On the one hand, I do think that there is a lack of  spaces for East Asian people to organise politically and discuss our experiences. Although groups like FLY are technically open to all BAME women, I do think a lot of the time the discussion is about experiences that are for black women in particular. However, I completely respect and appreciate the space that this creates for the women who attend the events regularly and wouldn’t want to detract from that at all. I think the solution is probably just for someone who feels similarly to me to create the space for East Asian women to discuss and organise in Cambridge.


I would also offer the caveat that I don’t think many East Asian women would share my thoughts on this issue in Cambridge in particular. As having personally attended school in the UK / international school my entire life, I don’t think I have had the same experiences as someone who went to Korean school, and I’m not particularly connected with Korean culture as a result. So I’m stuck in a liminal space wherein I’m clearly not white-passing, and I am not treated like I’m white by people around the university, whether they be peers or lecturers and supervisors, yet cultural societies don’t really offer the space that could help me feel at home either.

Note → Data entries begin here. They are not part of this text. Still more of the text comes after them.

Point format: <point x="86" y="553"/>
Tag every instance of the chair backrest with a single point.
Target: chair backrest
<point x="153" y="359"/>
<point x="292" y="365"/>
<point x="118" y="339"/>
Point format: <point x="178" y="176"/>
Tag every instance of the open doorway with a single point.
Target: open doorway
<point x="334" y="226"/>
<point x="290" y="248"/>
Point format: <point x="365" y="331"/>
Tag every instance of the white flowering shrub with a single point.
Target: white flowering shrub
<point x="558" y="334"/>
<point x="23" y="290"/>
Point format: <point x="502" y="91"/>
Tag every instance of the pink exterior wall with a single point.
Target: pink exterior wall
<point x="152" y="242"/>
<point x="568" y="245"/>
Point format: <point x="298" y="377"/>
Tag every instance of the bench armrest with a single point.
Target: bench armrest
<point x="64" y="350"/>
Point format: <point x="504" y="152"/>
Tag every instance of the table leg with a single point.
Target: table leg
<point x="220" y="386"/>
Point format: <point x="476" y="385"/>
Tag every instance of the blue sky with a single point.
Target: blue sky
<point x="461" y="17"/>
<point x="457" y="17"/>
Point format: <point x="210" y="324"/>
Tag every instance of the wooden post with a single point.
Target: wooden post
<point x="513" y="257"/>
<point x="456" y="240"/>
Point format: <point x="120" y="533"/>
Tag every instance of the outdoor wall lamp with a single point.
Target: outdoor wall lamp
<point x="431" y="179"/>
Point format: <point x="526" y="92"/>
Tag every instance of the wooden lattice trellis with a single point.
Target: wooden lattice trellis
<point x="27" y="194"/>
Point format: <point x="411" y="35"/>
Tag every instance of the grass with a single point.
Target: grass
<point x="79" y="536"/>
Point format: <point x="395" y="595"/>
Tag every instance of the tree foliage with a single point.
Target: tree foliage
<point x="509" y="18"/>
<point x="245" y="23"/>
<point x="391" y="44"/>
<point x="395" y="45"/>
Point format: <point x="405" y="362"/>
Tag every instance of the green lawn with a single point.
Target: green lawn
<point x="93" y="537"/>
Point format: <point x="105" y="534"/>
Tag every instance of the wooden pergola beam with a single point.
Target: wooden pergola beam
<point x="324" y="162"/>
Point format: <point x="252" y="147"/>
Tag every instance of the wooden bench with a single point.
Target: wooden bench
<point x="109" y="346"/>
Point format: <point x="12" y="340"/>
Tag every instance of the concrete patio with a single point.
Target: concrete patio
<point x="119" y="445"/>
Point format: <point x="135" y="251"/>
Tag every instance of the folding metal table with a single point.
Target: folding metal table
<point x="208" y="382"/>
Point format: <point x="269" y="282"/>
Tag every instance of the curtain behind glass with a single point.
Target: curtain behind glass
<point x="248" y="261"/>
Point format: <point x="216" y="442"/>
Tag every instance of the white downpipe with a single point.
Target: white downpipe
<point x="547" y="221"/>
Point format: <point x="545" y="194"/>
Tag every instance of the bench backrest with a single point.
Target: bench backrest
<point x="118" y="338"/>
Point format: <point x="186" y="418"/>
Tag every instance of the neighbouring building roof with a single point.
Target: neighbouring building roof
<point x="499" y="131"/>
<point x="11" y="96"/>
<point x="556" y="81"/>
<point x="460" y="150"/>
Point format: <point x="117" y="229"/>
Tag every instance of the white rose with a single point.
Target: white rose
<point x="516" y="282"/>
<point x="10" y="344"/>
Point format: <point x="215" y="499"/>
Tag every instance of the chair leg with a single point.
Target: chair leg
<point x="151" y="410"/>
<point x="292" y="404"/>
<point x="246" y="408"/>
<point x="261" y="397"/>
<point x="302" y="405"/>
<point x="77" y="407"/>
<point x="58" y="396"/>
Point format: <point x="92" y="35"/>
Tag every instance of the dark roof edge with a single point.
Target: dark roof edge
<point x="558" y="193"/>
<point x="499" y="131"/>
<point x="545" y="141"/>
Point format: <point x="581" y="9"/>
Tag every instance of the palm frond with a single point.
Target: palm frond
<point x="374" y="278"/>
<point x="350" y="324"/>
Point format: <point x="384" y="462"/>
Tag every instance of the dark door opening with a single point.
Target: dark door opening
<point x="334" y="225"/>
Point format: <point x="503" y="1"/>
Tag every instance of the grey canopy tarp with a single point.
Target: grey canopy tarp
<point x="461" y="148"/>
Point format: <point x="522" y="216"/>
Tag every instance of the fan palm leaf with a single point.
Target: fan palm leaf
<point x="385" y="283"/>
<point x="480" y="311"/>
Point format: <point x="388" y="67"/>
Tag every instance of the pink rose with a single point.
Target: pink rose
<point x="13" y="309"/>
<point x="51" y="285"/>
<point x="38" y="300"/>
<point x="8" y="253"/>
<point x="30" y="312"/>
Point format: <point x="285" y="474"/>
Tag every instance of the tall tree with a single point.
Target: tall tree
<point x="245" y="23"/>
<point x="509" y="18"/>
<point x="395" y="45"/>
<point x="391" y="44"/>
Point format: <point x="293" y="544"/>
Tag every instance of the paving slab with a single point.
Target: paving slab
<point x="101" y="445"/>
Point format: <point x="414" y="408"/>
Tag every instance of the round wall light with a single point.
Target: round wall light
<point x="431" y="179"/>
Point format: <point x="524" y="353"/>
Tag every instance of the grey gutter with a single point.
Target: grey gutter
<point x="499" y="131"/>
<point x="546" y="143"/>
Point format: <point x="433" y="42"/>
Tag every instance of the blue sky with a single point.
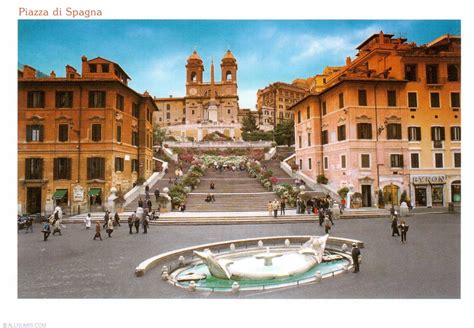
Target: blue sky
<point x="154" y="52"/>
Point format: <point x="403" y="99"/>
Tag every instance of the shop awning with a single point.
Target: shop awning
<point x="59" y="193"/>
<point x="94" y="191"/>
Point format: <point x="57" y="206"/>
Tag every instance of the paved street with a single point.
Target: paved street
<point x="75" y="266"/>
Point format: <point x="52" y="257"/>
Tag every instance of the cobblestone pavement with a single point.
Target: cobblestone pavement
<point x="75" y="266"/>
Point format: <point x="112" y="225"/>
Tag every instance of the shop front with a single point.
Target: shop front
<point x="429" y="190"/>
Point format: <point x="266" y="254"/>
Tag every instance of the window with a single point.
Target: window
<point x="457" y="159"/>
<point x="394" y="131"/>
<point x="341" y="100"/>
<point x="64" y="99"/>
<point x="414" y="133"/>
<point x="432" y="74"/>
<point x="396" y="160"/>
<point x="364" y="131"/>
<point x="96" y="134"/>
<point x="391" y="98"/>
<point x="341" y="132"/>
<point x="62" y="169"/>
<point x="34" y="132"/>
<point x="434" y="100"/>
<point x="33" y="168"/>
<point x="134" y="138"/>
<point x="412" y="100"/>
<point x="63" y="131"/>
<point x="134" y="165"/>
<point x="365" y="161"/>
<point x="119" y="133"/>
<point x="119" y="164"/>
<point x="135" y="110"/>
<point x="455" y="133"/>
<point x="96" y="99"/>
<point x="453" y="73"/>
<point x="35" y="99"/>
<point x="95" y="168"/>
<point x="415" y="160"/>
<point x="438" y="160"/>
<point x="362" y="97"/>
<point x="324" y="137"/>
<point x="119" y="102"/>
<point x="410" y="72"/>
<point x="455" y="100"/>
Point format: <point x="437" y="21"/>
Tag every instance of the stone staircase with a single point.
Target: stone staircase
<point x="234" y="191"/>
<point x="160" y="184"/>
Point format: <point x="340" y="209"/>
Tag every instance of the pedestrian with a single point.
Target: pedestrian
<point x="149" y="204"/>
<point x="275" y="206"/>
<point x="403" y="229"/>
<point x="46" y="230"/>
<point x="146" y="221"/>
<point x="117" y="219"/>
<point x="97" y="230"/>
<point x="282" y="207"/>
<point x="327" y="224"/>
<point x="106" y="219"/>
<point x="395" y="227"/>
<point x="130" y="220"/>
<point x="355" y="257"/>
<point x="87" y="221"/>
<point x="110" y="228"/>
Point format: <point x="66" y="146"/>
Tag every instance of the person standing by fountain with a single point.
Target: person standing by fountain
<point x="355" y="257"/>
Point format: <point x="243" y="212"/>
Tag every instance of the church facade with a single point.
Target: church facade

How do you think the union can increase its diversity in terms of socio-economic background?


This is a really difficult question and one that I try to be aware of in my day-to-day actions at the Union. I think on the base-line, there is a difficulty with the prices – but unfortunately, as much as people try to argue that reducing prices can solve this, the bottom line is that the  Union does need a certain amount of money to run.


However, there are definitely things that we’re doing in order to make the union more accessible for those of different class backgrounds. Firstly, we’re gradually collecting data In our membership surveys so that we can implement scaled access memberships – a scheme that I tried to introduce this year, but couldn’t as the budget for the next two years had already been decided. However, hopefully once we’ve collected data we can figure out how we can ensure that people on partial bursaries get a scaled reduction of membership price in a way that’s financially viable for the Union. 


On top of this, similarly to the point above about progress and adjustment in the Union, I think it’s a cultural issue as well. I do try to be aware of the different economic backgrounds that people are from and be sensitive to this in my actions – the students who stayed behind with me during the vacation had food and accommodation paid for, and the standing committee often discuss how to make events like the Freshers ball less alienating for students from working class backgrounds. However, I do think again, this is something that needs to be resolved by giving the access officer a larger role institutionally – and this is something that’s also happening over the course of the coming constitutional changes. Particularly important to me is the new schools debating workshops wherein we offer workshops to students from underprivileged backgrounds, who are able to come to attend a speaker event afterwards. I think this definitely goes some way to alleviate the perception of the Union as inaccessible, and also helps us use our debating (which was what the society was founded on after all) to help solve educational inequality.